The bodyguards live at the house and rotate out, two-two-and-two in eight-hour shifts to cover the clock. The guys are ex-cops or ex-military, and they indicate Bacino isn’t trifling with his detail, isn’t just trying to create an exaggerated sense of security the way some people put security company signs in their yards even though they never turn on their alarms.

Archie’s file is a good one, and if he makes it out of this alive, it’ll be at least partly due to his meticulous work. Bacino sleeps in a second-story corner bedroom that faces away from the street. He usually stays up late, hitting the pillow around midnight and then sleeping through the morning.

“I’m going to get to him at two a.m., wake him up from sugarplum dreams by tapping my Glock to his forehead. And Risina?”

She raises her head, expectantly.

“You’re coming with me.”

Outside, the moon is down and the sky is starless, as black as tar. We parked ten blocks away and hoofed the distance, both wearing dark shirts and pants. We stand in the expansive back yard of Bacino’s neighbor, a Persian oil billionaire who is only in this country two months of the year. He pays a man to check on his property twice a day, but the caretaker cut that down to twice a week when he realized no one reported to the Persian about his performance. Risina and I have the yard to ourselves.

“Are you sure?” she whispers at about ten minutes to two.

I make certain she can see my eyes, even in the darkness. “You were in it with me, even before you knew you were in it. And if something should happen to me, you’re still in it. You understand?”

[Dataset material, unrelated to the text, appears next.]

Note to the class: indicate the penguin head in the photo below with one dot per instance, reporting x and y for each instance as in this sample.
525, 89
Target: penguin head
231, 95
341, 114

“I understand. You told me it was your choice to have me here, but it is my choice as well. Yes?”

“Yes.”

“The more prepared you are, the better I’ll feel.”

“Then let’s go wake up Bacino.”

We scale the brick wall separating the two yards as easily as steeplechase horses and stick to the shadows as we approach the back of the house. Archie’s file is accurate: the night-shift bodyguards have joined up on the front patio to have a twenty-minute smoke. I imagine they’ve spent the last four years smoking together like this without incident, swapping stories about their lives away from this house, catching each other up on their wives or children or what the Cubs did the day before. I have a feeling they won’t have these jobs much longer.

The alarm is a standard 10-zone system from a generic manufacturer, and since Bacino has a pair of golden retrievers who have free rein of the house, I’m confident he doesn’t turn on the motion detectors. The sensor makers always say pets under forty pounds won’t set ’em off, but they’re full of shit. I’ll know in a moment if I’m right.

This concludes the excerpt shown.